Рыбаки что-то нам закричали. Кажется, подзывали к себе.

— Пойдем куда-нибудь, — сказал я. Не до них было мне…

Мы свернули на кладбище. Юркая змейка выползла из-под белой плиты. Я отпрыгнул.

— Это уж, ты не бойся, — успокоила Антонина.

Болотная птица низко пролетела над нами, чуть не задев меня крыльями.

— Так он ослеп? — спросила вдруг девочка. — Нет, он не мог ослепнуть!

Я пробормотал, сжав кулаки:

— Когда я вырасту, я фашистам за все отомщу!

— За что?

— За все!

Она подняла заплаканное лицо:

— Тебя Никитой зовут?

— Да. Ты запомнила? Никита Рындин…

— Рындин? Дядя Георгий ведь тоже Рындин!

— Это мой папа.

— Папа твой?

— Да.

— Значит, твой папа — дядя Георгий? — переспросила она. Положив руки мне на плечи и уткнувшись мне в грудь головой, она отчаянно заплакала. «Знает», — понял я.

Не помню, сколько мы так простояли под мокрою ивою. Когда я опомнился, то с удивлением заметил, что кругом все затихло. Матросы больше не пели. Замолкли на кладбище птицы. Ветер стих. Ветви не шевелились, и камыши перестали шуршать. Где-то далеко, в облаках, захрипело: «Ух-ух!»

— Слышишь? — спросила шепотом Антонина, словно боясь, что ее могут услышать там, в небе. — Слышу!

Уж я-то хорошо знал этот мерзкий хрип «юнкерсов»!

Мы стояли среди могил и крестов. Ну, сейчас им покажут зенитки! Зенитки молчали. Почему? В Ленинграде, лишь только приближались к городу «юнкерсы», все начинало греметь и в небе клубились разрывы.

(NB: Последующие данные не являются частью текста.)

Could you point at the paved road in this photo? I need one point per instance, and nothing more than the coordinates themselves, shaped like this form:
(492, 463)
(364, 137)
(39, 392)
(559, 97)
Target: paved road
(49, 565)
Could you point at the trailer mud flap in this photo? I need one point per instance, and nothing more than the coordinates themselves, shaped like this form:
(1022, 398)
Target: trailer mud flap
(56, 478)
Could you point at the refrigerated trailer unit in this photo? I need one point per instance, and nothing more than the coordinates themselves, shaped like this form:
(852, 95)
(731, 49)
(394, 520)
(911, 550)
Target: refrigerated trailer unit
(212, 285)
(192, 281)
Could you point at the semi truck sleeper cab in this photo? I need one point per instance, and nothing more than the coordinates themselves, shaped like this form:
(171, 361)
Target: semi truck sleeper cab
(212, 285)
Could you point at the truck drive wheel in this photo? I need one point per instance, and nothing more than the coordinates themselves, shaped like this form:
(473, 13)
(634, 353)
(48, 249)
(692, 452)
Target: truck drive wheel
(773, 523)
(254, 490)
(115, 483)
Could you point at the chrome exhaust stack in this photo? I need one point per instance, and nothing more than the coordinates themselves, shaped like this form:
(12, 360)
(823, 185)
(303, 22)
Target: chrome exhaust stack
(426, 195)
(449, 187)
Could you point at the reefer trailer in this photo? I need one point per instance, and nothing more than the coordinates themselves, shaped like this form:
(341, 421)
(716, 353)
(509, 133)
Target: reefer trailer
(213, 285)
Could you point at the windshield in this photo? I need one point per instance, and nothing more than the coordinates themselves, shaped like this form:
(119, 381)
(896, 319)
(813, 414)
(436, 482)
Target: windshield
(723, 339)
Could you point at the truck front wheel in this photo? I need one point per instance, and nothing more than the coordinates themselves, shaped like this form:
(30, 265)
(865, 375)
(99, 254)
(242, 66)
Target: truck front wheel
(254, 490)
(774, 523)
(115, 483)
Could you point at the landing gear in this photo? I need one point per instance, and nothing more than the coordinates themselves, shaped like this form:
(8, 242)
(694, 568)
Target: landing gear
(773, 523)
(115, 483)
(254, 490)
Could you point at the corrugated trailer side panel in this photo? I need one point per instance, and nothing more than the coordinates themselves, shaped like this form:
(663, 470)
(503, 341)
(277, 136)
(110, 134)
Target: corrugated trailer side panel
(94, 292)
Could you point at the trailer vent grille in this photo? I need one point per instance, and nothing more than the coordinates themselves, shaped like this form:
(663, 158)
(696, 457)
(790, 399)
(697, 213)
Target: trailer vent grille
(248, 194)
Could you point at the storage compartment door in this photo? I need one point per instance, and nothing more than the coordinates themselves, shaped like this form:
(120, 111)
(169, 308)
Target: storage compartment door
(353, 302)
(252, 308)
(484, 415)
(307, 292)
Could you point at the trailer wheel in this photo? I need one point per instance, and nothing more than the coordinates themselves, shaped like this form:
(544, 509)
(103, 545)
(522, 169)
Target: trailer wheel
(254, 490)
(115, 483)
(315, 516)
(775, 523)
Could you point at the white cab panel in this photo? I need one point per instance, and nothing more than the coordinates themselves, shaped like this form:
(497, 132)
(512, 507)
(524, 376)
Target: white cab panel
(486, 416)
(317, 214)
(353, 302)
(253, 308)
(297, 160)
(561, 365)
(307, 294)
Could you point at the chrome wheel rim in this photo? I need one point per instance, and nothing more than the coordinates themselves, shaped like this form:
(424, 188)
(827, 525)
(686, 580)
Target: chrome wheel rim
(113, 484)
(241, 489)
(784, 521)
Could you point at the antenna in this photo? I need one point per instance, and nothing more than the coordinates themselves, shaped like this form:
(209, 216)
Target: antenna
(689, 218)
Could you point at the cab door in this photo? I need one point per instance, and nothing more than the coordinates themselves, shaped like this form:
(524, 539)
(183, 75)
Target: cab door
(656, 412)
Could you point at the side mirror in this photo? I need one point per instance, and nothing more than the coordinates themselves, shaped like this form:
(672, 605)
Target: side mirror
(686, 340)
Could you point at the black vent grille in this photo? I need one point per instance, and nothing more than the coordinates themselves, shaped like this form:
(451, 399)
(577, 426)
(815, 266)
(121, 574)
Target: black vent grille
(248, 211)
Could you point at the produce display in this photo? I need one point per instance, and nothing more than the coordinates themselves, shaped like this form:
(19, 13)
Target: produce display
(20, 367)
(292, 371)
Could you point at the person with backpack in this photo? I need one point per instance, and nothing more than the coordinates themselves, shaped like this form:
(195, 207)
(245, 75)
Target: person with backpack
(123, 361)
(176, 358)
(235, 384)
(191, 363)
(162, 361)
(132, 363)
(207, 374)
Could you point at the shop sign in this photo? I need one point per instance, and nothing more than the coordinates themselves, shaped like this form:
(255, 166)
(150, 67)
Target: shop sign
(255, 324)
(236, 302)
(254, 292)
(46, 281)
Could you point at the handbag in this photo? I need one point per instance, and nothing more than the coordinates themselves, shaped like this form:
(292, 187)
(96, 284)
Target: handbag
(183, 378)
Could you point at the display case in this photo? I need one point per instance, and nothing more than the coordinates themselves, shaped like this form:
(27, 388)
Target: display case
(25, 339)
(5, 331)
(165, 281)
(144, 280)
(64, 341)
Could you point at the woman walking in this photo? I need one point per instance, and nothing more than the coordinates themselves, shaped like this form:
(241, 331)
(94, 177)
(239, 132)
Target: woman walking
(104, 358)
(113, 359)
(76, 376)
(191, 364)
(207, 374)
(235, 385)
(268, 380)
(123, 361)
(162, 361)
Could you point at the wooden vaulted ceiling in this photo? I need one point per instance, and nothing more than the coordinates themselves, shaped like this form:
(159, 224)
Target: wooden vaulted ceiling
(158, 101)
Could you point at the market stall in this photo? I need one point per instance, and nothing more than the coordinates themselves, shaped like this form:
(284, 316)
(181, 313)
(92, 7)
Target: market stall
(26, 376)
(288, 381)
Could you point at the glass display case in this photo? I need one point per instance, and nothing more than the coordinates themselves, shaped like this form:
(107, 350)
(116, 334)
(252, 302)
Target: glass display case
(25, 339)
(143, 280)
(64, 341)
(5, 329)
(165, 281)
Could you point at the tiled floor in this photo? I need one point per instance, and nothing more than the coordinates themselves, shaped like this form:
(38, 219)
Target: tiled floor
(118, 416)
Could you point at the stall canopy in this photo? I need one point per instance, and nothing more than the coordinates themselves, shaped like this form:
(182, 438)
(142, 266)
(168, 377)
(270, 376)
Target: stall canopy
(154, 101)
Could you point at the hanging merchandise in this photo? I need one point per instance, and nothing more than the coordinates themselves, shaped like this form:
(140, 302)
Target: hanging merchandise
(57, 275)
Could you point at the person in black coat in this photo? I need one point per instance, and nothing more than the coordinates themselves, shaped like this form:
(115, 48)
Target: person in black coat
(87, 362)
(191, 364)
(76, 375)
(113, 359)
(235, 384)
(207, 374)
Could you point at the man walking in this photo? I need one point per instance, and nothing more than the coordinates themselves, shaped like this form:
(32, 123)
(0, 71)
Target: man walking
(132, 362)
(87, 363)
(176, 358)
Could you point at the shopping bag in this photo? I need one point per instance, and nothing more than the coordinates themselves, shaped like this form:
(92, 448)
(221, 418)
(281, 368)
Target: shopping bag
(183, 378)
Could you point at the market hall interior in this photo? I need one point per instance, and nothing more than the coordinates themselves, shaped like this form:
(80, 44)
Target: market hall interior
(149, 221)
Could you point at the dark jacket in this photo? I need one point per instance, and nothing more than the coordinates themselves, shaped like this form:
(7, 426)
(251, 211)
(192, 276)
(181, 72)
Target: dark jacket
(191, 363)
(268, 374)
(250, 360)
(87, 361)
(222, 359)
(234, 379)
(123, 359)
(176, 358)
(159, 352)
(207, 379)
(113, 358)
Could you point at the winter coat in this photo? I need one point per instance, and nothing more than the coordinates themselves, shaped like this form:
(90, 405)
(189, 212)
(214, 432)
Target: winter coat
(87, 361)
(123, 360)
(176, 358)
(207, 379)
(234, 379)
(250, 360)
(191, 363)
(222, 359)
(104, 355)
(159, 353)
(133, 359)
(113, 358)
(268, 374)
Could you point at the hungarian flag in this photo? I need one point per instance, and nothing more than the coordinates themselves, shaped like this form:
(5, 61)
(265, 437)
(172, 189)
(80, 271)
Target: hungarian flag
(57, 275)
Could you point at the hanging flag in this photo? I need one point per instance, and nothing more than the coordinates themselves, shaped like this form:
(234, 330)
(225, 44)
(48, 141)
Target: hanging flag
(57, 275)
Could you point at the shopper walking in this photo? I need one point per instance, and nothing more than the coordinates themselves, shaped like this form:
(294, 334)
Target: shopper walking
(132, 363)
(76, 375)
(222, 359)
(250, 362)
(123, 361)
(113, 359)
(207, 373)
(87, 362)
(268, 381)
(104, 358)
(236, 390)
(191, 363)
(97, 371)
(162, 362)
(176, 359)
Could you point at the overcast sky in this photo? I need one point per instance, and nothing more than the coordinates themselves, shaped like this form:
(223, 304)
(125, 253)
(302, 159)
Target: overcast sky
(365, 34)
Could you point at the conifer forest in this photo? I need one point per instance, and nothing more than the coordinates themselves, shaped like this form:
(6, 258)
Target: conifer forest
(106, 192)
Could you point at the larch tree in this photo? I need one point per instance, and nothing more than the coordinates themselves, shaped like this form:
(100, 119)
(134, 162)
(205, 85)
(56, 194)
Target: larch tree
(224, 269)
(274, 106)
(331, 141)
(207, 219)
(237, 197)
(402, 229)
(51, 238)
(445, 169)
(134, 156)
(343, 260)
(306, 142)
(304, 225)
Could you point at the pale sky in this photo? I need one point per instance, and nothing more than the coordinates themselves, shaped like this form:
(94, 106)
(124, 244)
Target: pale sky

— Вот так же они прилетали к нам в Ленинград, — шепнула мне Антонина.

— Да, каждый день!

Из-за дерева с оглушительным ревом вылетел огромный самолет.

— Ложись!

Я столкнул Антонину в канаву и сам лег прямо в воду. Что же зенитки молчат? Ведь он сбросит бомбы… Самолет медленно полз над нами. Он скрылся за кладбищем. За ним прополз второй, третий… пятый… десятый… Они гудели, ревели и, наконец, пропали вдали.

Тогда я понял: фашисты не знают, что здесь скрываются катера… И они полетели в другое место. Потому-то и не стреляли наши!

Словно в ответ вдали загремело. Один за другим слышались глухие удары, и при каждом ударе в небе будто вспыхивал лист бумаги. Бомбили город. В городе была мама! Мало пережила она в Ленинграде! Наконец, все затихло. Вымокшие и грязные, мы вылезли из канавы. В небе, подобно фейерверку, сверкали разрывы зениток.

— Ты приехал один? — спросила Антонина.

— Нет, с мамой.

— А где твоя мама?

— Там, — показал я туда, где бомбили.

— Ой, как там страшно, должно быть! — воскликнула Антонина. — У тебя есть мама… — сказала она. — А вот я свою мамочку никогда не увижу… Я ждала, ждала ее в Ленинграде на Шамшевой, и вдруг пришел старый седой командир. «Девочка, — сказал он, — тебе нельзя больше здесь одной оставаться. Пойдем со мной, я отправлю тебя к отцу, к деду». Я пошла с ним…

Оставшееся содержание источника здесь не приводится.